A) Getting the pipelines.process_item() to work normally OR...

B) Being able to manually catch the signal that an item has been set so I can pass control to my own version of pipelines.process_item().

Thanks!!

----------
reactor:
from twisted.internet import reactor
from scrapy.crawler import Crawler
from scrapy import log, signals
from scrapy.utils.project import get_project_settings

class SpiderRun:
    def __init__(self, spider):
        settings = get_project_settings()
        mySettings = {'ITEM_PIPELINES': {'estatescraper.pipelines.EstatescraperXLSwriter':300}} 
        settings.overrides.update(mySettings)

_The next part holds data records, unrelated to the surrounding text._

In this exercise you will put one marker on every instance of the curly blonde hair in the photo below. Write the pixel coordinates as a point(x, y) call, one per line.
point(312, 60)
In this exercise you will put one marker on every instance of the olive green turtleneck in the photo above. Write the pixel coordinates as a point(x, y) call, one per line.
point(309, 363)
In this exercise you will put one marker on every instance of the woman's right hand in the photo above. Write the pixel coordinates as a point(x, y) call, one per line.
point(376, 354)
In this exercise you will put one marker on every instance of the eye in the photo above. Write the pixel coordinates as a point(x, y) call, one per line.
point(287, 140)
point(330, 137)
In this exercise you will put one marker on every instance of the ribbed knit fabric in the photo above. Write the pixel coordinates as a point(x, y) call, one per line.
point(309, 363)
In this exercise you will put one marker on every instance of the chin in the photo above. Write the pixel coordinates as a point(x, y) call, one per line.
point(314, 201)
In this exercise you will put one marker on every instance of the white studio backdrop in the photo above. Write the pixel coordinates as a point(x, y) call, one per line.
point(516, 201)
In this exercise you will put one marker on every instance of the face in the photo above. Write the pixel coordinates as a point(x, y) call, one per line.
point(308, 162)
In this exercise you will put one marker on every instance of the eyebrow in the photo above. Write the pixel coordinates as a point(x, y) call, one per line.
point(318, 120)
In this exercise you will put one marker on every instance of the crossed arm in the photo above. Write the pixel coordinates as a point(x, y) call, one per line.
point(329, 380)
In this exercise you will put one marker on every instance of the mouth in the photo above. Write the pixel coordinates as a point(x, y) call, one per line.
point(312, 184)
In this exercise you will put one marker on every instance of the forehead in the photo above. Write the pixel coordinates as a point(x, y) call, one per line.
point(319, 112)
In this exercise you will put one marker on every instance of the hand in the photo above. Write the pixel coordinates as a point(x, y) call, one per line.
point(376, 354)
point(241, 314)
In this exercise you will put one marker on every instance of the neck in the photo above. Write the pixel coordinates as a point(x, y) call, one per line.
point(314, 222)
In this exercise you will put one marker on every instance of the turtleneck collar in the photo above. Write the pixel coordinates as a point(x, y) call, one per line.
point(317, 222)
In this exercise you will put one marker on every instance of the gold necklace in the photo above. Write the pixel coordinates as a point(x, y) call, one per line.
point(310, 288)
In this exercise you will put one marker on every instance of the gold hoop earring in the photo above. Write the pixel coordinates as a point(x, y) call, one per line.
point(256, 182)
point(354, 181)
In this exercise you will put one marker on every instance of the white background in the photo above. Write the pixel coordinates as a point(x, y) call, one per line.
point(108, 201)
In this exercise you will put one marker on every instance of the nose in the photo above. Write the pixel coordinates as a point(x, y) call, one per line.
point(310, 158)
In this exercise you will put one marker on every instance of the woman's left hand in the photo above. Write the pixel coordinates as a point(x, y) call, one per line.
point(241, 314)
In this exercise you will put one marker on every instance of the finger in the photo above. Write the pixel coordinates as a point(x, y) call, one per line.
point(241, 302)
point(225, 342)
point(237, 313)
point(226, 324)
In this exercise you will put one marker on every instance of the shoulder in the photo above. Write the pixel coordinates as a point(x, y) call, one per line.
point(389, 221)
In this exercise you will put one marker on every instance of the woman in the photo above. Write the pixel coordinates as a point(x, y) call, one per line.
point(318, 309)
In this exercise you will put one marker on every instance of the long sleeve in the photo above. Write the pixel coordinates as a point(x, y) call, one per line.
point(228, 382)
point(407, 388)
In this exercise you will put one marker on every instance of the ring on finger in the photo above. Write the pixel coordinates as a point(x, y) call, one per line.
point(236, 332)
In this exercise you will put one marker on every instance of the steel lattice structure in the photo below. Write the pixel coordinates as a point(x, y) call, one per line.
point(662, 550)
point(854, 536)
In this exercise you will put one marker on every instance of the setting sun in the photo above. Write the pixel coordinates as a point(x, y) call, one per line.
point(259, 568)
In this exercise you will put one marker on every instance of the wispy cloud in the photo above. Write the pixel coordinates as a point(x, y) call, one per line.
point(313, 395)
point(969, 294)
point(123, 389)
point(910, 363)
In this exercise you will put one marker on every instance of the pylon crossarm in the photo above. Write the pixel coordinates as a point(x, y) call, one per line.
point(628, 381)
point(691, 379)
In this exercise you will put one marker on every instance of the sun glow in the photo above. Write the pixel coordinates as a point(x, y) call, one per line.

        crawler = Crawler(settings)
        crawler.signals.connect(reactor.stop, signal=signals.spider_closed)
        crawler.configure()
        crawler.crawl(spider)
        crawler.start()
#         log.start()
        reactor.run() # the script will block here until the spider_closed signal was sent
        self.cleanup()

    def cleanup(self):
        print "SpiderRun done" #333
        pass

if __name__ == "__main__":
    from estatescraper import AuctionDOTcom
    spider = AuctionDOTcom()
    r = SpiderRun(spider)

Open in new window


----------------
spider:
from scrapy.xlib.pydispatch import dispatcher
from scrapy.http import Request
from scrapy.selector import Selector
from scrapy import signals
from scrapy.spider import Spider

from auctiondotcomurls import AuctionDOTcomURLs
from auctiondotcomitems import AuctionDOTcomItems
from auctiondotcomgetitems import AuctionDOTcomGetItems

import urlparse
import time 

import sys

class AuctionDOTcom(Spider):
    def __init__(self,
                 limit = 50, 
                 miles = 250,
                 zip = None, 
                 asset_types = "",
                 auction_types = "", 
                 property_types = ""):
        self.name = "auction.com"
        self.allowed_domains = ["auction.com"]
        self.start_urls = AuctionDOTcomURLs(limit, miles, zip, asset_types, 
                                            auction_types, property_types)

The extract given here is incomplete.